Tolles Projekt Geschichte genauso wie FAO Schwarz auf der 5th Avenue wo ich 2010 noch die Lionel Eisenbahnen bestaunt habe und leider nichts mitgenommen habe.
Doch, Udo! Die Russen haben die Eisenbahn schon entdeckt...😄
1948 lud Josip Stalin die Firma Lionel aus den USA nach Moskau ein! Lionel stellte dort eine große Modelleisenbahn in Spur 0 aus.
Stalins Ingenieure kupferten viele Teile dieser Bahn sowie die Schienen 1:1 ab. Nur die Loks, der Bahnhof und der elektrische Kabelbaum sind eigene Entwicklungen der Sowjets gewesen.
Die Moskauer Kabelwerke haben dann ab 1951 diese Eisenbahn gebaut: die Moskabel Pionerskaja!!! Über die faszinierende Geschichte dieser Bahn habe ich hier im Forum ausführlich berichtet und will mich hier nicht wiederholen - das wäre Off Topic. Wen's aber interessiert, der wird hier im Archiv fündig, wo ich die Übersetzungen der Schriften aus USA eingestellt habe.

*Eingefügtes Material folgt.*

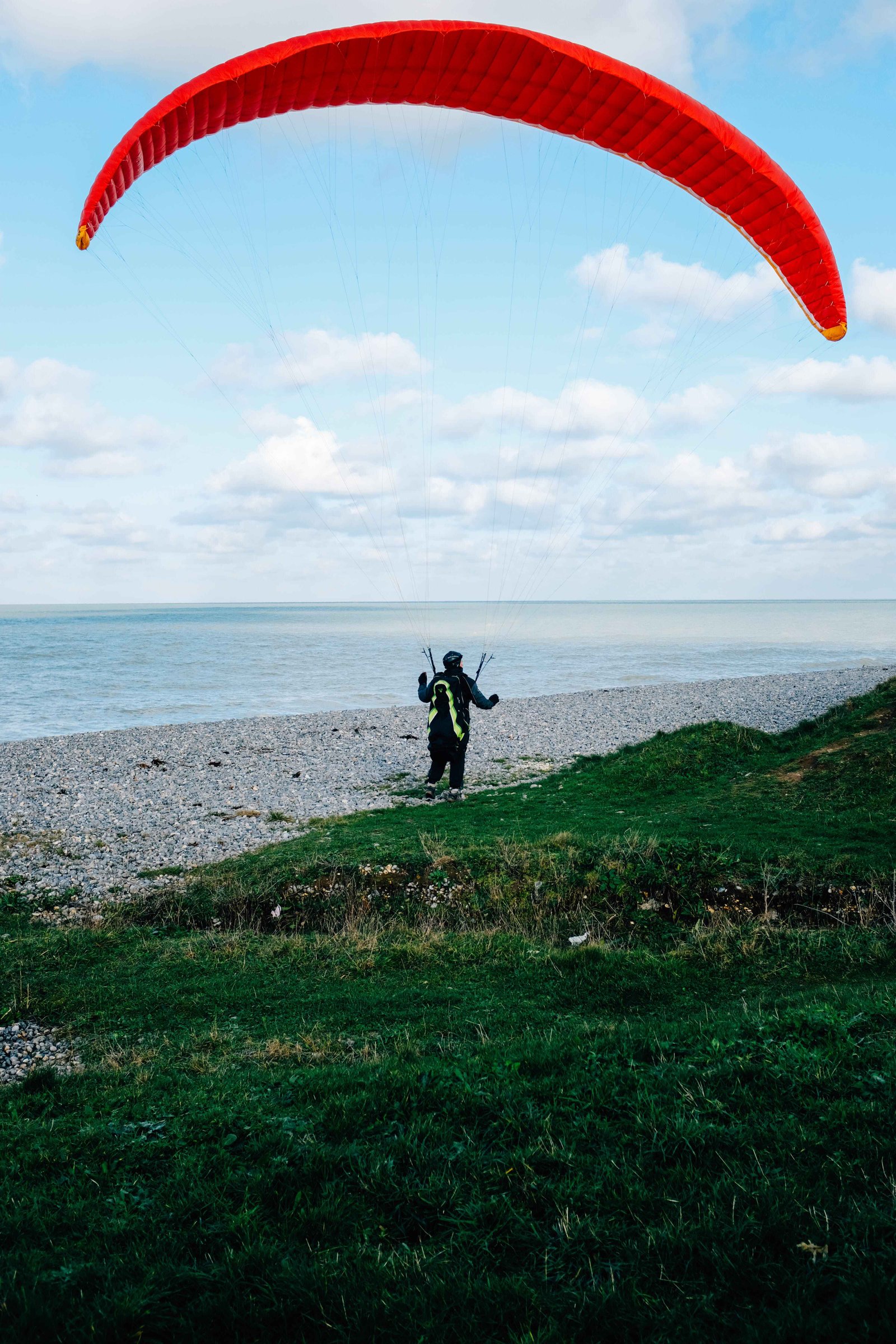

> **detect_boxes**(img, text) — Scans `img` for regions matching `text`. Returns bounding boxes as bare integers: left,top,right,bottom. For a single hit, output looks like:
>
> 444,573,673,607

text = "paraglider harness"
423,649,492,752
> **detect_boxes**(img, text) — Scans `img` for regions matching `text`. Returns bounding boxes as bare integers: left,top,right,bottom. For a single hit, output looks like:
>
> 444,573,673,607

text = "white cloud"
757,517,836,543
0,0,751,81
212,328,426,389
852,258,896,336
209,413,380,496
656,383,732,430
0,359,169,476
758,355,896,402
586,451,774,536
575,243,781,318
849,0,896,40
57,501,157,559
438,379,643,438
626,317,677,349
751,434,896,500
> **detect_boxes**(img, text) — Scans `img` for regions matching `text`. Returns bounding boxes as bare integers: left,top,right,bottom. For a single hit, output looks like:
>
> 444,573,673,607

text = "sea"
0,601,896,740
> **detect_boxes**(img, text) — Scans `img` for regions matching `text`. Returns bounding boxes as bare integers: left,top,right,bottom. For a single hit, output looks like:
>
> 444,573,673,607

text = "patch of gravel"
0,1021,81,1086
0,665,896,922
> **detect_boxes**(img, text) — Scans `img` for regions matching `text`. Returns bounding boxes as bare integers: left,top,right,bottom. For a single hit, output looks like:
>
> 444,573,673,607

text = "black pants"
426,738,466,789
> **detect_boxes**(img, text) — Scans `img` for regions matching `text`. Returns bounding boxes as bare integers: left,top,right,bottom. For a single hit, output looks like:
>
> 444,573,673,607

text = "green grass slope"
161,682,896,928
0,684,896,1344
0,917,896,1344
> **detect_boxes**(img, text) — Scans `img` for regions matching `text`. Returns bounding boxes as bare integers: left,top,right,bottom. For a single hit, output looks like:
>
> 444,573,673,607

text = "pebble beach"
0,665,896,920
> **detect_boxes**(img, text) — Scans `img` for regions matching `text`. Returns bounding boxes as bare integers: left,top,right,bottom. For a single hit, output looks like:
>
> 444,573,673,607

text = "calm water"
0,601,896,739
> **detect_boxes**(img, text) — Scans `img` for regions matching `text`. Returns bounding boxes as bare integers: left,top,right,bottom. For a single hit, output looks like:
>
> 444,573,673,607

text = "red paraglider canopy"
77,20,846,340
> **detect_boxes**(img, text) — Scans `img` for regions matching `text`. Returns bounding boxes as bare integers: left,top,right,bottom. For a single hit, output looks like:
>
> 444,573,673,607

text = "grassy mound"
141,682,896,934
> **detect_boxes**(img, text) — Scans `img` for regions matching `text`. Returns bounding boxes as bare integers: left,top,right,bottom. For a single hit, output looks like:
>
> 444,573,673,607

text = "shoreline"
0,665,896,917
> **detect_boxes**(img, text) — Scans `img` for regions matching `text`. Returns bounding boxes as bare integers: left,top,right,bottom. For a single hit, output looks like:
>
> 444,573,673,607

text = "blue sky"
0,0,896,602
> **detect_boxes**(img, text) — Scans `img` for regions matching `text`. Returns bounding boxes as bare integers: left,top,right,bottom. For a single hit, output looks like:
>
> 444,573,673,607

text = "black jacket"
417,669,493,746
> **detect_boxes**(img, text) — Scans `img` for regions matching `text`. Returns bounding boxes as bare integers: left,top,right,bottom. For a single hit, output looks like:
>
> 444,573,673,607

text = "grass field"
0,685,896,1344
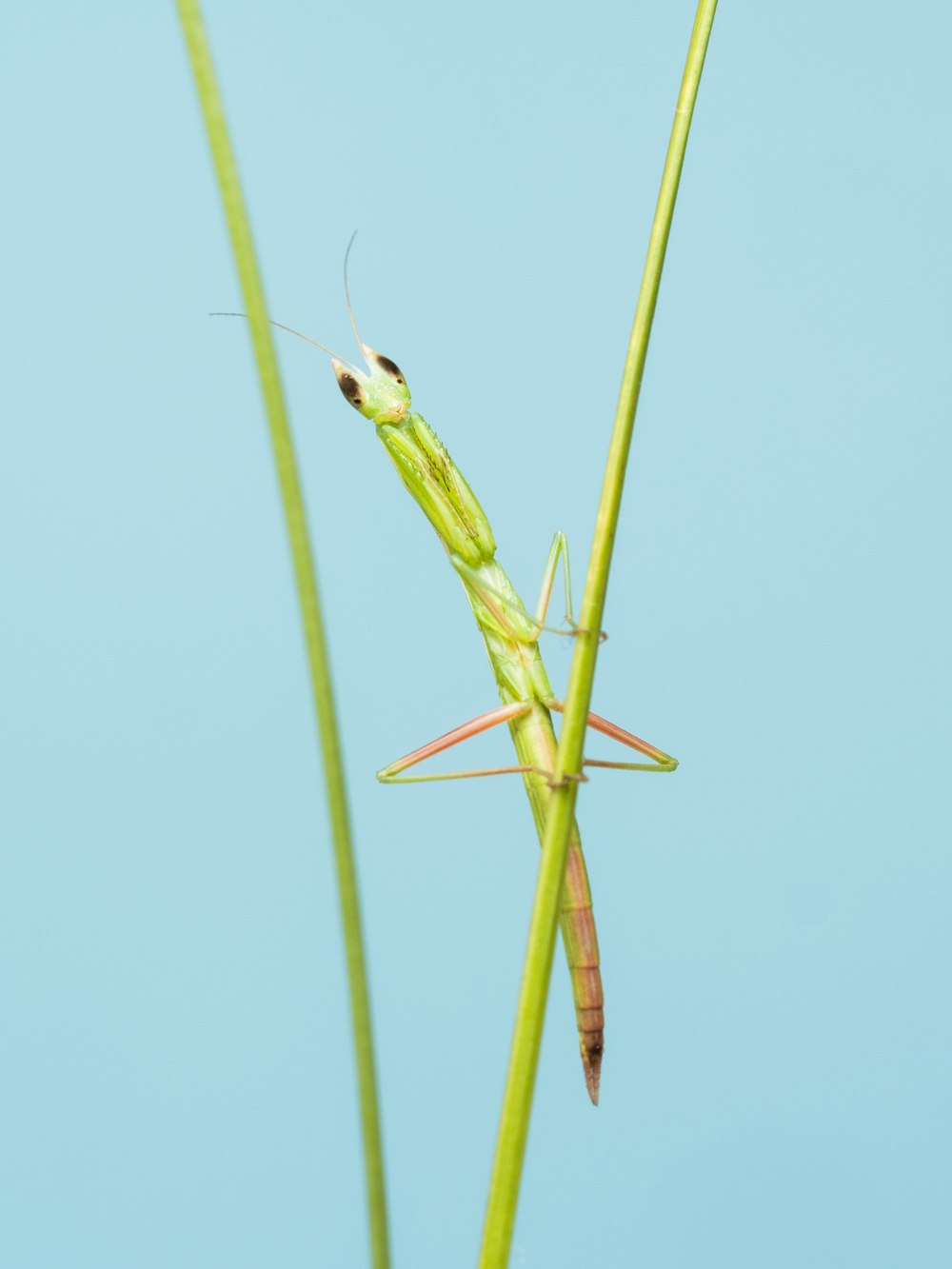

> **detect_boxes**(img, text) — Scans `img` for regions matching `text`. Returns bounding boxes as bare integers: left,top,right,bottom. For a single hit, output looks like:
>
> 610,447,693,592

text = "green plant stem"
480,0,717,1269
178,0,389,1269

Claudia, ich meinte das anders. Im Hinblick auf die Präsenz von russischen Käufern auf Auktionen in den westlichen Ländern und dem "Alleshabenwollen" ist es verwunderlich, dass sie noch nicht oder wenn ja, dann in einem bescheidenen Umfang, auf den Spielzeug-Auktionen aufgetaucht sind.

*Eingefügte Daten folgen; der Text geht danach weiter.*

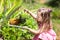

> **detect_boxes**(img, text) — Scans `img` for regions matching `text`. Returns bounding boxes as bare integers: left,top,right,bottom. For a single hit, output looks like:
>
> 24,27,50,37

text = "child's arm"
24,9,37,19
22,26,44,34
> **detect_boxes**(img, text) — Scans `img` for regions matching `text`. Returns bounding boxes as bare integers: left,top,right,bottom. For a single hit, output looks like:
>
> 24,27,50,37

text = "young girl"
23,8,56,40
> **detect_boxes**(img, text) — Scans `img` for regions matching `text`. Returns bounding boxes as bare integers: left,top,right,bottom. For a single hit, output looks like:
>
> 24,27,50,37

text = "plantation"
0,0,60,40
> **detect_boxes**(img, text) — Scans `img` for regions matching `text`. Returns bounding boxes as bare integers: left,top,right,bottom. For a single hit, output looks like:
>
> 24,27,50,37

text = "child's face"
37,8,51,22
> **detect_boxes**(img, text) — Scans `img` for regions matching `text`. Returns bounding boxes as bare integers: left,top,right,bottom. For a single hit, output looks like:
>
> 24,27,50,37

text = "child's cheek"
38,17,42,22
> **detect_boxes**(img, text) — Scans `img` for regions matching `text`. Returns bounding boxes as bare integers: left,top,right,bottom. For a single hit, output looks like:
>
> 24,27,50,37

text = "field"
0,0,60,40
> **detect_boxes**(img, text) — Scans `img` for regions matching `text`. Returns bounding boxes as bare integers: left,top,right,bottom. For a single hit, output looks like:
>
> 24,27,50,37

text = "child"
23,8,56,40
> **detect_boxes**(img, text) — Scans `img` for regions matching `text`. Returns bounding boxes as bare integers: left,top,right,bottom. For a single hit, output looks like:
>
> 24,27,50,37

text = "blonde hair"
37,8,52,29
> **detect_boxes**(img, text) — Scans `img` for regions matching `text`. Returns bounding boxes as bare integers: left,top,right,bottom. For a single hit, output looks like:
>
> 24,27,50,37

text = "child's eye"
41,13,43,16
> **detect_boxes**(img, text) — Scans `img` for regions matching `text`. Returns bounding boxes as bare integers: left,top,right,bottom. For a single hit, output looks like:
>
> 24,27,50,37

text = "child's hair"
37,8,52,28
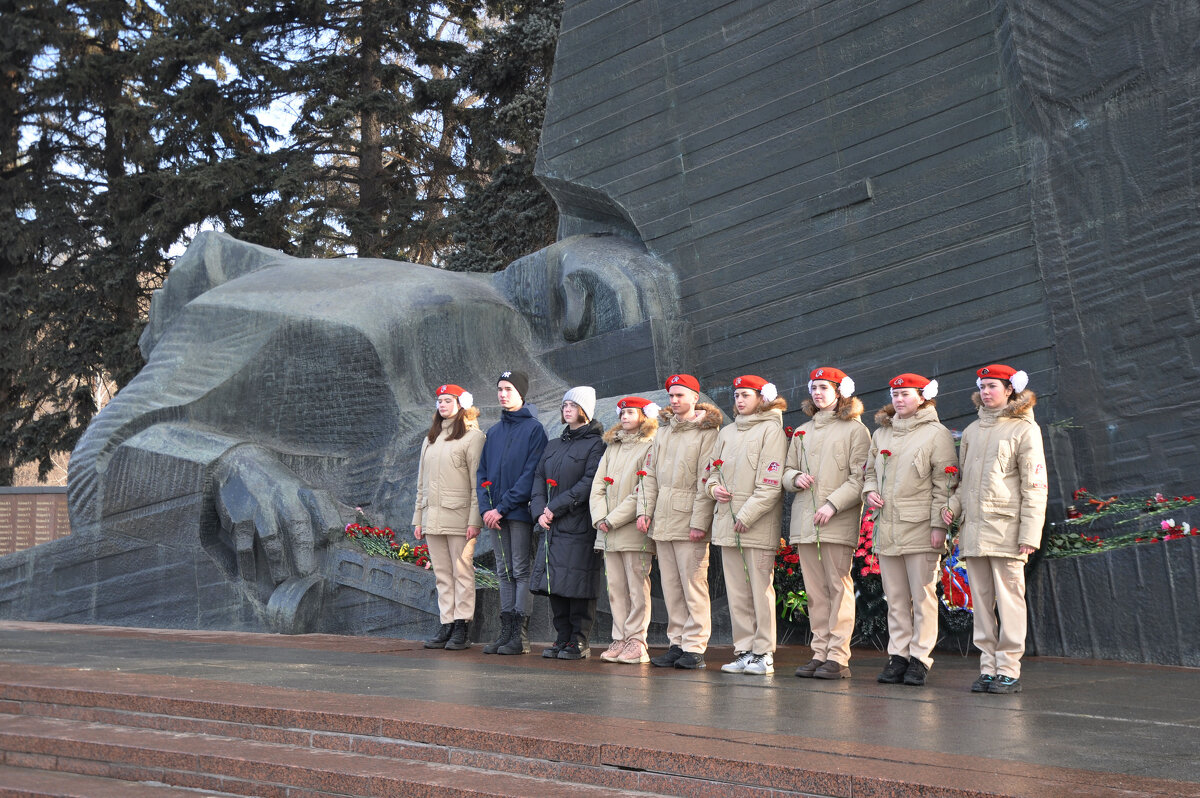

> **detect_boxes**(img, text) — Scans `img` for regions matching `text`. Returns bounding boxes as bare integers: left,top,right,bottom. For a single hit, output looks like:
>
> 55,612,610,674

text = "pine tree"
0,0,295,482
448,0,563,271
276,0,489,263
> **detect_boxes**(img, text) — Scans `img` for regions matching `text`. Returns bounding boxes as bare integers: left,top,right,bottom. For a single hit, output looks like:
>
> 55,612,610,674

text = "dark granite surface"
0,622,1200,793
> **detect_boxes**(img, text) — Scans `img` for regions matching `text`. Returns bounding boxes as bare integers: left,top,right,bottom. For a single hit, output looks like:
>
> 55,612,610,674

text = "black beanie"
496,371,529,401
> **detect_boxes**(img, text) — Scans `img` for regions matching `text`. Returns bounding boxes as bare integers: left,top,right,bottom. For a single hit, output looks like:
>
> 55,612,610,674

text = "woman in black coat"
529,385,605,660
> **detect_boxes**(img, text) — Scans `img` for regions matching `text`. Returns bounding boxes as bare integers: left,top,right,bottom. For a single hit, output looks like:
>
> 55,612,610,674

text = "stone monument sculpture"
0,0,1200,657
5,233,678,631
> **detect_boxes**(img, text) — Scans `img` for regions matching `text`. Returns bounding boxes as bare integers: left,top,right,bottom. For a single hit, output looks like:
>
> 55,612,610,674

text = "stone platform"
0,622,1200,798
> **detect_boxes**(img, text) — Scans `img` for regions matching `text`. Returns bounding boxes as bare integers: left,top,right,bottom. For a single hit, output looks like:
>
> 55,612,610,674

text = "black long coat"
529,419,605,599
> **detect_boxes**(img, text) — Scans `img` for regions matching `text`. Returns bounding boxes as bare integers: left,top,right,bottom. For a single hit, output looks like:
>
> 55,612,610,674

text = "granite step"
7,660,1200,798
0,672,820,798
0,762,244,798
0,715,676,798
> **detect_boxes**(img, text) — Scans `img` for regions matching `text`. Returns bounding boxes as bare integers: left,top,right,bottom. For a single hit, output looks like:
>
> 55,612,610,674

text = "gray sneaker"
743,654,775,676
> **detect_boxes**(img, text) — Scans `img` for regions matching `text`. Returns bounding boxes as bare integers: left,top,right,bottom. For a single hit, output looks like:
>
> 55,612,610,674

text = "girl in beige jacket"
784,366,871,679
590,396,659,665
637,374,724,671
863,373,956,686
413,384,484,650
943,364,1048,692
706,374,787,674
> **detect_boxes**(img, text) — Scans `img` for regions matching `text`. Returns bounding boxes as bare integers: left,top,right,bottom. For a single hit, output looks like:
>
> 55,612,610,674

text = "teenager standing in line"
706,374,787,674
637,374,722,670
475,371,546,654
863,373,958,686
529,385,605,660
784,366,871,679
590,396,659,665
942,364,1048,692
413,384,484,650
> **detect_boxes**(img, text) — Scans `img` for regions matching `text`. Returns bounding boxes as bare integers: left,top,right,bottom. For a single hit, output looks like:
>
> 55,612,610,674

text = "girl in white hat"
942,364,1048,692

Der Zarensohn hat mit seiner Märklin-Eisenbahn 1908 den Anfang gemacht, und Märklin hat nachgezogen, als die Firma 1913 in Moskau und 1914 in St. Petersburg Verkaufsniederlassungen gründete. Dann kam erst einmal die Revolution und dann lange nichts mehr bis zur Moskabel Pionerskaja.
Also, es kann durchaus sein und ist auch vorstellbar, dass schon vorher in kleinem Umfang Blecheisenbahnen in Russland hergestellt worden sind. Das ist aber ein eigenes Thema und bedarf sicherlich einer umfangreichen Recherche.